El espectador y su lugar en la creación teatral de Juan Mayorga

Escrito y leído en los actos organizados con motivo de la entrega del PREMIO EUROPA NUEVAS REALIDADES TEATRALES a Juan Mayorga, en Craiova, Rumanía, en abril de 2016

 

Atendiendo a la etimología de la palabra TEATRO, “lugar desde el que se mira”, en la antigua Grecia es probable que fuera más importante ver teatro que hacerlo, aunque para verlo había que hacerlo, es evidente. Con el tiempo, la relación entre el que hace teatro y el que lo mira o lo ve, habrá pasado por multitud de vicisitudes diversas. Hoy nos encontramos, al menos en España, en un momento en el que la distancia, en muchos casos, parece insalvable. El teatro de Mayorga propone, incluso podríamos decir que exige, que esta distancia se acorte. Y no solo eso: indica, además, que esta relación entre el que ve teatro y el que lo hace pasa necesariamente por ser una relación crítica, un tenso y constante cuestionamiento en las dos direcciones.

Como rezan los axiomas clásicos de la teoría de la comunicación, para que ésta exista y sea provechosa, el flujo de información ha de ser bidireccional, ha de ir del emisor al receptor y ha de volver. Quizás en la prehistoria de la comunicación, es decir, antes de Internet, el emisor tenía más complicado recibir el feedback. Hoy no hay excusa. El receptor se expresa y el emisor tiene la obligación de escucharle y tenerle en cuenta igual que se escucha y se tiene en cuenta al interlocutor en una conversación. En teatro, pese a la convivencia en el tiempo y en el espacio del que hace el teatro y del que lo ve durante una función, urge acortar las distancias, no sólo ya por el imperativo comunicativo de los tiempos digitales y ultra conectados, sino porque si bien todos los que ven teatro no tienen por qué hacerlo, los que lo hacen son también ­raro sería lo contrario­ receptores en otros momentos.

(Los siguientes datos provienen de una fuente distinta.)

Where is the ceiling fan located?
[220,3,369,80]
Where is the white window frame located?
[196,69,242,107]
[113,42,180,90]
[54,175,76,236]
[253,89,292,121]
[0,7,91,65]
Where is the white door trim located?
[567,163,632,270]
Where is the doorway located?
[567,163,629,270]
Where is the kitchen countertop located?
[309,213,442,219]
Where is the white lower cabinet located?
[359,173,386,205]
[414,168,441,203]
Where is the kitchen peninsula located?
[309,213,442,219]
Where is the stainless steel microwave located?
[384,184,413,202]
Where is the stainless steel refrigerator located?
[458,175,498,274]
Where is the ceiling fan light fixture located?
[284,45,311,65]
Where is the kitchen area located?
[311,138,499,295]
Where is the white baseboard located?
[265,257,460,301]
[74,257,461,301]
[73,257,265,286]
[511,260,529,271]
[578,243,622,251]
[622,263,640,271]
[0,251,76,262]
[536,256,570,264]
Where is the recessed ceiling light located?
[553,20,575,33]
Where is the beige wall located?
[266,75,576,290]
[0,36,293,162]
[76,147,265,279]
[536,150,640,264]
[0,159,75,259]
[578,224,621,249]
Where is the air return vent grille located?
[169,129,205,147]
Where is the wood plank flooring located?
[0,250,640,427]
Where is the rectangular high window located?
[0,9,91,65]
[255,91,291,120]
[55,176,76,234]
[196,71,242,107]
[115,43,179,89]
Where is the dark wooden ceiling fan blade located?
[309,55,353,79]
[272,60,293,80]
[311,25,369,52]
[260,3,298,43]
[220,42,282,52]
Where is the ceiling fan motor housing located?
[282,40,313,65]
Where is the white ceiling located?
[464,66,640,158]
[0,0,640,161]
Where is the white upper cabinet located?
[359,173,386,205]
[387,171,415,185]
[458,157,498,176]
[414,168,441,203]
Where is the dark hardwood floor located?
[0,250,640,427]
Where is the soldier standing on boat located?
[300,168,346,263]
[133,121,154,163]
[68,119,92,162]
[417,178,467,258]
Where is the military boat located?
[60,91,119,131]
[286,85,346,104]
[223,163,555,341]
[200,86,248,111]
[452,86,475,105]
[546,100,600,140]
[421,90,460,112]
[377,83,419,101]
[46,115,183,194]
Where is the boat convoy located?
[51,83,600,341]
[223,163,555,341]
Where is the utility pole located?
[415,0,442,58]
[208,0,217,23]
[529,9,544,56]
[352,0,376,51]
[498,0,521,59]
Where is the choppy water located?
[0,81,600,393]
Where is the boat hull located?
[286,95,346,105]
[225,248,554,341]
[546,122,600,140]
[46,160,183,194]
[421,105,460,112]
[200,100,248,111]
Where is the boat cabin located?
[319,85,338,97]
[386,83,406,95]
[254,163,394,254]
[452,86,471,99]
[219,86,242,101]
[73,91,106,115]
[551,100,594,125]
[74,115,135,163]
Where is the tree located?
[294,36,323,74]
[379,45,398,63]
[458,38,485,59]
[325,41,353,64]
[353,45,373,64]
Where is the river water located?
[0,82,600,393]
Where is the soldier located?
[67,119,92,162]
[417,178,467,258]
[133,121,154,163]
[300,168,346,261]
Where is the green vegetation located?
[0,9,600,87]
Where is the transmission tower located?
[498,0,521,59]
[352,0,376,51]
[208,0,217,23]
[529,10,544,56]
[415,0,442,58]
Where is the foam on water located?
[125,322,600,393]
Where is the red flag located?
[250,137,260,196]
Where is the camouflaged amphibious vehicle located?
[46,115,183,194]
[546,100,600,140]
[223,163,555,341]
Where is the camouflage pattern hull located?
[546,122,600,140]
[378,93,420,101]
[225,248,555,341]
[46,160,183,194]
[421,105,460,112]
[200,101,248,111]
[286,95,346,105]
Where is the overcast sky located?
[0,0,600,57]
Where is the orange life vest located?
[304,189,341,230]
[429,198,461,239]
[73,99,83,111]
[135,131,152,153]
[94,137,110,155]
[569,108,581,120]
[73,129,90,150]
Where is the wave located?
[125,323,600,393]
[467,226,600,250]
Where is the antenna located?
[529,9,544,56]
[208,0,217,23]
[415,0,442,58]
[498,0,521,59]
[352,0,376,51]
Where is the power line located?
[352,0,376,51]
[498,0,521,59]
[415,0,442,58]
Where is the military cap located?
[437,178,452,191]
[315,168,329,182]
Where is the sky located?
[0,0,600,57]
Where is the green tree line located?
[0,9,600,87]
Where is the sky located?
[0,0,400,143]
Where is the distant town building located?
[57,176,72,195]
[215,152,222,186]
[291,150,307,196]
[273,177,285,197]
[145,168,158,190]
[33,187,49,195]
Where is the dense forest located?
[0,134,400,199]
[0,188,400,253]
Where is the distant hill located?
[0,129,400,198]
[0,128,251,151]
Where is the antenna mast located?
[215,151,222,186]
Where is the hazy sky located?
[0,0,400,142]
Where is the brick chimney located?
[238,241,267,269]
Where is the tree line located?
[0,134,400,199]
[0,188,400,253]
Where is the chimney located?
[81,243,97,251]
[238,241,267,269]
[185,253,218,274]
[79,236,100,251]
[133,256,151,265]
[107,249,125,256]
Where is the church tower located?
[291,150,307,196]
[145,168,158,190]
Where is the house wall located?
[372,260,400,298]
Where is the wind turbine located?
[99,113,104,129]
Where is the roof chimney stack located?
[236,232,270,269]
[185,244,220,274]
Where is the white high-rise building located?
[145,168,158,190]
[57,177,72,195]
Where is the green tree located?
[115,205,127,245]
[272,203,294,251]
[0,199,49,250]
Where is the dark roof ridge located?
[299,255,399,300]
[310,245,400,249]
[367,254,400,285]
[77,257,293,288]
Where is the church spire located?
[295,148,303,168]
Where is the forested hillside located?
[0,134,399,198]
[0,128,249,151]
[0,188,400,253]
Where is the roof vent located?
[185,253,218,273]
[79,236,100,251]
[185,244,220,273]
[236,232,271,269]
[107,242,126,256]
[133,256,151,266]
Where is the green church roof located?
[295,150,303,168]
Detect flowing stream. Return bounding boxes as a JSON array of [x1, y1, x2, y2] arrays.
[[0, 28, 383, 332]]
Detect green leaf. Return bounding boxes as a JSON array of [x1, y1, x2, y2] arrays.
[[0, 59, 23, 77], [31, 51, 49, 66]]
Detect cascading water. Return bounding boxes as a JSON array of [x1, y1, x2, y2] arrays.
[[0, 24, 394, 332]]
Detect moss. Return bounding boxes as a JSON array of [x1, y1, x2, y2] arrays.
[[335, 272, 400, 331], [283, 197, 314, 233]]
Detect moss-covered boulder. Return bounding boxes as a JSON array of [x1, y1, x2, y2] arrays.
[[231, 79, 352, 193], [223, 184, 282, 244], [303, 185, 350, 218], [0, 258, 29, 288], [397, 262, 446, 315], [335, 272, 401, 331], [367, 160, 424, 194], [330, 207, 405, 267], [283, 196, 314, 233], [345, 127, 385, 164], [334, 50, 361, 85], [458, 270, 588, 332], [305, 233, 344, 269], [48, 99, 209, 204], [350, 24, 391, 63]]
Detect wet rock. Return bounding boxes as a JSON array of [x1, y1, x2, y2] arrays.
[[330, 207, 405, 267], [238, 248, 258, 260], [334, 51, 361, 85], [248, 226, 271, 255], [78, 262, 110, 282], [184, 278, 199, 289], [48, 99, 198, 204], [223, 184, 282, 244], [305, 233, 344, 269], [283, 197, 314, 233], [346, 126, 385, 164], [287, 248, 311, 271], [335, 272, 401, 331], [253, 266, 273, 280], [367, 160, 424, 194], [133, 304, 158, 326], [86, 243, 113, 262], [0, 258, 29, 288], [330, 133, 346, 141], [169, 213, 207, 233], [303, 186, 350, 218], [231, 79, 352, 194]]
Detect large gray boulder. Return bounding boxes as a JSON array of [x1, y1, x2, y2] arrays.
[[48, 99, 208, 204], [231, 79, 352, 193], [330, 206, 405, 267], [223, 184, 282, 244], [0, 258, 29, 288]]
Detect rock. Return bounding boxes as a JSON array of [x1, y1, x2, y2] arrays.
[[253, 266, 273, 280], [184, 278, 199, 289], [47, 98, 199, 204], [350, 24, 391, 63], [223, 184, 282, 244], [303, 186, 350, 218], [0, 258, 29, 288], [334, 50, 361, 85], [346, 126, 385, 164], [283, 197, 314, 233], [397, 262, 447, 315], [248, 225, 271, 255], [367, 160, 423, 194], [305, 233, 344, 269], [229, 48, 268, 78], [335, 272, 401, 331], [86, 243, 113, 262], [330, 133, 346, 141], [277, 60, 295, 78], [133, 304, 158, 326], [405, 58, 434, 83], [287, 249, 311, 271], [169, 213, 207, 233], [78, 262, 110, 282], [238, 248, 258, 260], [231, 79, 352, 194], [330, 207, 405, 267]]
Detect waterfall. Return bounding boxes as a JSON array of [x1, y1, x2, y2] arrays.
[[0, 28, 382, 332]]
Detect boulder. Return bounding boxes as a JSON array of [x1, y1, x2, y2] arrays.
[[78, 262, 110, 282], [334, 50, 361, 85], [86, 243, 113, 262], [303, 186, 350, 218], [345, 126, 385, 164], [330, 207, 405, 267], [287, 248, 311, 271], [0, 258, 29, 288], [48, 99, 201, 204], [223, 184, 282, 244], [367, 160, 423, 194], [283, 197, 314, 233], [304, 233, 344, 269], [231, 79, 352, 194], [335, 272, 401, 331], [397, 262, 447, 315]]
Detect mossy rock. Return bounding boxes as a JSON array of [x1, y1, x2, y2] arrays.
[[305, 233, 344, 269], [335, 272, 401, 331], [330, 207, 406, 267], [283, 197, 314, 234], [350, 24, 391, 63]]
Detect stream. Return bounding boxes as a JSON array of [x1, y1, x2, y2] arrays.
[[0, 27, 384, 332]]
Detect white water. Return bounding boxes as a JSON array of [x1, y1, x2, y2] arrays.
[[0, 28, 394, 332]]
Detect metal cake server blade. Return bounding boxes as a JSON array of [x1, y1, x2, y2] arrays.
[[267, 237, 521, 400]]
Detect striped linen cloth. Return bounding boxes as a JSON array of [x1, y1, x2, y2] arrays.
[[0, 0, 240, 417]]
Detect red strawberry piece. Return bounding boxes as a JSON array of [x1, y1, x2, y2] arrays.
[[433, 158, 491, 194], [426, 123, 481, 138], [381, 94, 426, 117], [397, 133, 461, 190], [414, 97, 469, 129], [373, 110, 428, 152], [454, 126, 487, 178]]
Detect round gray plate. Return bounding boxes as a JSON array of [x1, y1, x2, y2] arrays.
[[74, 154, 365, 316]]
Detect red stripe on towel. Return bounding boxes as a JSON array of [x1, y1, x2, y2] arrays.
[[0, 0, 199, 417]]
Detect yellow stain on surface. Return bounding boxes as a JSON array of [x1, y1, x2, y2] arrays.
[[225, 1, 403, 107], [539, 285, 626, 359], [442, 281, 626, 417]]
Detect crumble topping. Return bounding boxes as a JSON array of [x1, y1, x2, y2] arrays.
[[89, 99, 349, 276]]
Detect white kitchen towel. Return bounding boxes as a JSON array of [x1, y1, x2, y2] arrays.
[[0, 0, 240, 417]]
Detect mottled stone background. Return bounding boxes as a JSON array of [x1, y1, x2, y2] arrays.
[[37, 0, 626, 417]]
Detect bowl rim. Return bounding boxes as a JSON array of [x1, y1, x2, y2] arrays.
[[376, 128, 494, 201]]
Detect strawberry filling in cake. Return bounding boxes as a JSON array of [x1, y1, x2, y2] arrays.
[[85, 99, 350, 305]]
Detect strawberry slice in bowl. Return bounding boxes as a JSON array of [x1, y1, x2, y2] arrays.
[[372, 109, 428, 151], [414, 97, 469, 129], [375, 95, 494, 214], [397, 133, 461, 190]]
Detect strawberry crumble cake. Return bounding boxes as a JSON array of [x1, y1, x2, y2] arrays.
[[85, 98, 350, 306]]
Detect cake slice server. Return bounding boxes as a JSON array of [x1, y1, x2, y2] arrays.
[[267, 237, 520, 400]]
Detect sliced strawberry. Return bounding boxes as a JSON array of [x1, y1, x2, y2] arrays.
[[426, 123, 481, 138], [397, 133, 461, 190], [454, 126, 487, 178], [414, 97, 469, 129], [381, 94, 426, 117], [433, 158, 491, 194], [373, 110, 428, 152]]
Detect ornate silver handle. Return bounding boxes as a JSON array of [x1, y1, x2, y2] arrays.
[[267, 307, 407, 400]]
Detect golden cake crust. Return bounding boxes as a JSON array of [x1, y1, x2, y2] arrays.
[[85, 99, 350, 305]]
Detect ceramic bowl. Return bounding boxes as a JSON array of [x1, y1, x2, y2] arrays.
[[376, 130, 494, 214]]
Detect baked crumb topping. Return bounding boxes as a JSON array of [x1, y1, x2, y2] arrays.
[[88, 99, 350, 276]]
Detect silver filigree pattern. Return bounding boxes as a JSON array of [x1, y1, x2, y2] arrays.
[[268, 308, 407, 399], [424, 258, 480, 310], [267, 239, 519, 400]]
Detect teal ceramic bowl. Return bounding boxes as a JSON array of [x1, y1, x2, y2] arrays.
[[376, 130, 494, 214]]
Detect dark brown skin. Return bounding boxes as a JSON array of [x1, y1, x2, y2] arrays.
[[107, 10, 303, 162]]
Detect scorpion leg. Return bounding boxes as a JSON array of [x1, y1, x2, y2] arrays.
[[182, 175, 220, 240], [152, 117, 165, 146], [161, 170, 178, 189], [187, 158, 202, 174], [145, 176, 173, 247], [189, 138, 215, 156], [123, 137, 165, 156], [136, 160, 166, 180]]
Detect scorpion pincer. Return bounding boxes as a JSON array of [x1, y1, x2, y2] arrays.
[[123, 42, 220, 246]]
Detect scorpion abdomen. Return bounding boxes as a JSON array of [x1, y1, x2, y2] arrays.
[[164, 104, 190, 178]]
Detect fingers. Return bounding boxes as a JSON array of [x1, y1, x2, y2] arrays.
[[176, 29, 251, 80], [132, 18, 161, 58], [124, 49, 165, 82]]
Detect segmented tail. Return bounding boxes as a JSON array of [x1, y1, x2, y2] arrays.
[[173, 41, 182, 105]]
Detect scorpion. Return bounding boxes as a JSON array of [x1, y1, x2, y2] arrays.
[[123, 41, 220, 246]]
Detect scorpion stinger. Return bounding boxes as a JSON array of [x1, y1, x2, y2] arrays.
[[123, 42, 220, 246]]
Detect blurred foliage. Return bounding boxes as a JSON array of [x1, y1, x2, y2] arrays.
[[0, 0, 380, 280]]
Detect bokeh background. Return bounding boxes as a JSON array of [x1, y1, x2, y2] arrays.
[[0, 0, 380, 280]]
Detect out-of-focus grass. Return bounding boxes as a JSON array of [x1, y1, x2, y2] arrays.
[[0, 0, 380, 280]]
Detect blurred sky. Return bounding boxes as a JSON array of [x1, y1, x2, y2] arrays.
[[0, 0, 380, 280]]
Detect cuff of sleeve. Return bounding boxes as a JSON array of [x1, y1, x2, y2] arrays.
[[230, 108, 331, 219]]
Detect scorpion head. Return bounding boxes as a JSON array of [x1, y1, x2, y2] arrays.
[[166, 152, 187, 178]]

Juan Mayorga no es un autor teatral que llega al escenario desde el escenario, es decir, no se forma como autor a través de las enseñanzas regladas a tal efecto ni ha sido antes actor o director. Juan Mayorga llega al escenario desde el patio de butacas. Es su experiencia como espectador (y su inquietud literaria previa) lo que le lleva a la escritura teatral. Es el disfrute, el placer recibido como público y el aprendizaje, el valor de la experiencia compartida y el conocimiento adquirido, lo que le convierte en autor teatral. Luego es lógico que haber visto teatro le lleve a hacer teatro sin dejar de tener presente ni un momento que los que ven su teatro son, o deberían ser, sus cómplices. Busca esa complicidad a toda costa, o al menos lo intenta. Basta con observarle a él en el contexto de una conversación con otras personas. Si está contando algo, recorre los rostros una y otra vez de todo aquel que le esté escuchando para que ninguno sienta que está fuera de su relato, y si alguien se incorpora más tarde, no duda en hacerle un resumen rápido de lo que lleva contado para que se sienta al mismo nivel de comprensión del resto. Esta dinámica, quizás inconsciente, no lo sé, habla de lo importante que es su receptor cuando él adopta el rol de emisor. Pero, ¿qué le exige él a los receptores?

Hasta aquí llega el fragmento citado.